Wednesday, September 23, 2009

Playing Hard to Get with Your Kids?



Illustration by Rob Donnelly. Click image to expand.

Slate.com features an interesting article on the discovery by the Yale Parenting Center and Child Conduct Clinic that sometimes the best way to elicit desired behaviors from children is to ignore them and offer no encouragement or praise: http://www.slate.com/id/2228559/

The Yale research team recommends this hands-off approach when the traditional model of modeling and rewarding desired behaviors (like eating veggies and picking up toys) has failed. The idea is that when parents seek those desired behaviors and the kids refuse to comply, parents become desperate, which pushes kids to resist further. The child feels pressure and so she reacts and rebels and becomes defiant. It is human nature to reject what we feel is forced upon us, even (or maybe especially) for kids. So, by failing to encourage or praise the child, the parent removes the sense of pressure against which the child is rebelling.

What do you think? Have any of you tried this approach, and what was the result?

1 comment:

  1. I have certainly seen this phenomenon in the families I work with: the parent cajoles, pushes, encourages, begs, and the child...absolutely resists or even tantrums and misbehaves.
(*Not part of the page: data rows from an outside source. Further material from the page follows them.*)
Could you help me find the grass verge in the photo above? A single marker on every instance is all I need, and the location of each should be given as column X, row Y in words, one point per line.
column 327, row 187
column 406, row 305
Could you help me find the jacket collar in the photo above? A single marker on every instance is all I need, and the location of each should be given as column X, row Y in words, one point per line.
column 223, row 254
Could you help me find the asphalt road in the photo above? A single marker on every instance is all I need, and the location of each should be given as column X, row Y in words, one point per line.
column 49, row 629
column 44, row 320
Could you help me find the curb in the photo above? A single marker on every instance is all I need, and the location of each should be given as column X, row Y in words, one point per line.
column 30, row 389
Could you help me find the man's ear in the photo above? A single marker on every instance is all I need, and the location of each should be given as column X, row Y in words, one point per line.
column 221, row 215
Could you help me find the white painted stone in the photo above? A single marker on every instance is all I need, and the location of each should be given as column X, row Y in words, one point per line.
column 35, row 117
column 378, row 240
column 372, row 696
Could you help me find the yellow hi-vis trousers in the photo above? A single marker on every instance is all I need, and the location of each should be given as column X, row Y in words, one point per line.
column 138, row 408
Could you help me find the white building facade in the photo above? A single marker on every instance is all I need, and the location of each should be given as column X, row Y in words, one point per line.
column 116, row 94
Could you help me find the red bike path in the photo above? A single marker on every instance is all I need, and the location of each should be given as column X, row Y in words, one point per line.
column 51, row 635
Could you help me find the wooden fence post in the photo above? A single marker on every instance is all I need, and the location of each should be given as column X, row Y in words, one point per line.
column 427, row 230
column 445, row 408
I have told parents that children, like dogs and bees, can smell your fear--the fear that you have lost all control over your child--and they react in a very organic way. Copping the attitude that you don't care whether or not your kid eats his broccoli is the first step towards him actually choosing to eat the broccoli. Acting like you don't care sounds easy. But when you think about NOT praising your child or even commenting when he FINALLY remembers to take off his muddy shoes before tracking across the white carpet, or initiates doing her own homework after school for the first time ever feels unnatural and even cruel to many parents. -Kate Altman, M.S.